Wednesday, August 11, 2010

I once was blind, but now I see


I have a heart full of gratitude. I enjoyed my posts two y ears ago around thanksgiving when I posted about my gratitude. It seemed that my life was full of joy. I am not going to wait until Thanksgiving to post about it. This blog has come in handy as when I was trying to fill out Faith's baby book, I reverted back here and found the information I needed. I want to express my love full for my Savior, Family, and dear friends. I know some of you may think I'm getting mushy on you, but this is for me. Here are a few things I have learned:

Jesus physically healed the blind so they could see, he emotionally and spiritually opened my eyes to realize I am worth it.
He healed the sick and afflicted. He has taken away my pain and insecurities.
He served his disciples. He has carried my burdens.
He cast spirits of doubt out, He raised people from the dead. He has helped me through my pit of depression, and low self worth. I have found that TRUE self esteem only comes through Him.

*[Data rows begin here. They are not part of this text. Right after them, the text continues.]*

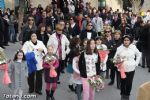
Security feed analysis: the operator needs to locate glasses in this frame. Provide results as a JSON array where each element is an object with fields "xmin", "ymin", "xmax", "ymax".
[
  {"xmin": 105, "ymin": 31, "xmax": 111, "ymax": 33},
  {"xmin": 70, "ymin": 19, "xmax": 73, "ymax": 20},
  {"xmin": 28, "ymin": 19, "xmax": 34, "ymax": 21}
]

He loved the sinner, not the sin. He has given me hope and peace.
He was cast out by those he grew up with, those who he called friends, beaten, spit upon, and ultimately killed. I've abandoned him, hurt him, and did not trust in him, because I was weak.

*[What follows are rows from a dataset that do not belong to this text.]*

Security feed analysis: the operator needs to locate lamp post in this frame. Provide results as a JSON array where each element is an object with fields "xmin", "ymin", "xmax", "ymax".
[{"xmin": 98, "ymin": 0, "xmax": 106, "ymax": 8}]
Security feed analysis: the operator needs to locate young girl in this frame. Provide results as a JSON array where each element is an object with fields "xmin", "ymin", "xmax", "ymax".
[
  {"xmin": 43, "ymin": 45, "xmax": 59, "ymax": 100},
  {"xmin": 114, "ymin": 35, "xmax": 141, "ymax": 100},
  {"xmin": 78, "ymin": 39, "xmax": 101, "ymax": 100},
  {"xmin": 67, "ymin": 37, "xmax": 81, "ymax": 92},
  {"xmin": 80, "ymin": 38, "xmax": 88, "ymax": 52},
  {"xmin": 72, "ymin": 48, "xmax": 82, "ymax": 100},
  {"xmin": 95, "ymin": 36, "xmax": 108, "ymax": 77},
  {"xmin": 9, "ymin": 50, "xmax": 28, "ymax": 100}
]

He conquered the grave and sting of death that night. He has been here the whole time, by my side. I have learned it is up to me to take his hand and give it to him all- fair or not. He has heard my cries, seen my pain, and has been there the whole time. I felt for so long I had been climbing a mountain with stones in my backpack. I may have let him have one stone, but not until recently have I given him all. Without him, I wouldn't be where I am today. He not only takes away the sins of the world, he takes the pain, injustice, hurt, depression, and so on. He is real. He loves me. He loves You. We ARE God's children. I honestly believe he made EACH of us, not by chance. He wanted You, for You. Knowledge is power.